Weitere Filmtermine der Woche

Verliebt in scharfe Kurven 
I 1962, R: Dino Risi, D: Vittorio Gassman, Jean-Louis Trintignant, Catherine Spaak, 105 min

Die Komödie porträtiert Italien auf dem Höhepunkt des Wirtschaftswunders in der Nachkriegszeit, seinen Wandel zu einer Konsumgesellschaft sowie das Bröckeln althergebrachter Vorstellungen von Ehe, Familie und des Patriarchats.

Neues Schauspiel Leipzig, 08.08. 19:30 (Einführung von Uta Felten, Italienische Sommernächte, OmU

Blueberry Dreams
GE/B/F/QAT 2024, Dok, R: Elene Mikaberidze, 76 min

Im Norden von Georgien, zwölf Kilometer entfernt von der russisch beeinflussten Region Abchasien, verwirklicht eine Familie ihren Traum und beginnt mit dem Anbau von Blaubeeren. Die dynamisch geführte Kamera begleitet das mutige Unterfangen.

Sommerkino vor der Plagwitzer Markthalle, 07.08. 21:30 (DOK Leipzig Sommerkino, OmeU)

Hectors Reise oder Die Suche nach dem Glück
CAN/D/GB/USA/ZA 2014, R: Peter Chelsom, D: Simon Pegg, Rosamund Pike, Tracy-Ann Oberman

Eines Tages, ausgerüstet mit eimerweise Mut und kindlicher Neugier, beschließt der Londoner Psychiater Hector seine Praxis und seinen Alltag hinter sich zu lassen und sich nur noch dieser Frage zu widmen: Gibt es das wahre Glück?

Pauluskirche Grünau, 08.08. 21:00 (Open-Air-Kino)

The Florida Project
USA 2017, R: Sean Baker, D: Brooklynn Prince, Bria Vinaite, Willem Dafoe, 111 min

(Über)leben in einem sozialen Wohnkomplex am Rande der Traumfabrik. Konsequent aus der Kinderperspektive erzähltes Drama mit viel Menschlichkeit und hinreißenden Hauptdarstellern.

Sommerkino vor der Plagwitzer Markthalle, 14.08. 21:15 (OmU)

Der weiße Hai
USA 1975, R: Steven Spielberg, D: Roy Scheider, Richard Dreyfuss, Robert Shaw, 124 min

Einer der größten Kassenschlager der 1970er Jahre: die abenteuerliche Geschichte vom Kampf gegen einen Riesenhai im Urlaubsparadies.

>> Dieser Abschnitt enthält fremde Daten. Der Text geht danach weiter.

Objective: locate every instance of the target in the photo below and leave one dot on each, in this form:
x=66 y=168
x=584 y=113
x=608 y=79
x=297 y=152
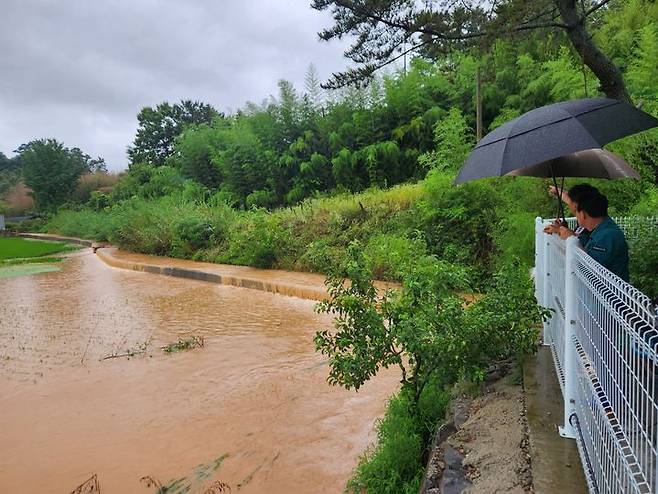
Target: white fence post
x=545 y=241
x=570 y=318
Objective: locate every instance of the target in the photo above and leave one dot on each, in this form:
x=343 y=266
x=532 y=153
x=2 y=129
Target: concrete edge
x=288 y=290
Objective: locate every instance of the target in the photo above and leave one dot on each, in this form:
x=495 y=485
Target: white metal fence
x=603 y=334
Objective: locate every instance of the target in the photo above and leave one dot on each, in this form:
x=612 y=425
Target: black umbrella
x=552 y=131
x=593 y=163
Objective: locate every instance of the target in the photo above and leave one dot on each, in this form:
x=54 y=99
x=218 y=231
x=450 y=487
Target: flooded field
x=250 y=409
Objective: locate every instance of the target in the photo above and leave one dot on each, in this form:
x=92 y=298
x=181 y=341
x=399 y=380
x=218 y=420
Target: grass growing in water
x=184 y=344
x=20 y=248
x=396 y=464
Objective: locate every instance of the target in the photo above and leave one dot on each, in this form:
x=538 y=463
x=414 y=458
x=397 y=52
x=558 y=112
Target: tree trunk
x=609 y=75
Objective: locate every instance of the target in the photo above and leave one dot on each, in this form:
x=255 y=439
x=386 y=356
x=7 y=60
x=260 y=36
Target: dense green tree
x=159 y=127
x=52 y=171
x=386 y=30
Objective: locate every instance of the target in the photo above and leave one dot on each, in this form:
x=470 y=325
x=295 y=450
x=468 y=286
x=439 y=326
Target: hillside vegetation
x=357 y=184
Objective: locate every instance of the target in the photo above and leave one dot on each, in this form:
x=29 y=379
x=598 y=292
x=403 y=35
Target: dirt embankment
x=485 y=446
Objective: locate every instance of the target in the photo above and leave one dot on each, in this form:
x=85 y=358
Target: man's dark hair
x=593 y=203
x=578 y=190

Open-Air-Kino in der Spinnerei, 08.08. 21:00 (OmU)

Dirty Dancing
USA 1987, 97 min R: Emile Ardolino, D: Patrick Swayze, Jennifer Grey, Cynthia Rhodes

Eine Tochter aus gutem Hause verliebt sich in einem Ferienhotel in den sechziger Jahren in einen Tänzer. Rhythmische Romanze, die inzwischen ebenso Kultstatus genießt wie ihr Soundtrack.

CT-Lichtspiele Taucha, 13.08. 20:00

Drei Farben Trilogie
F/PL/CH 1993/4, R: Krzysztof Kieslowski, D: Juliette Binoche, Julie Delpy, Jean-Louis Trintignant

Krzysztof Kieślowski nutzt in seiner preisgekrönten Trilogie die drei Farben der französischen Nationalflagge (Tricolore) als Titel und die drei Bestandteile des französischen Wahlspruchs Freiheit, Gleichheit, Brüderlichkeit als Thema des jeweiligen Films.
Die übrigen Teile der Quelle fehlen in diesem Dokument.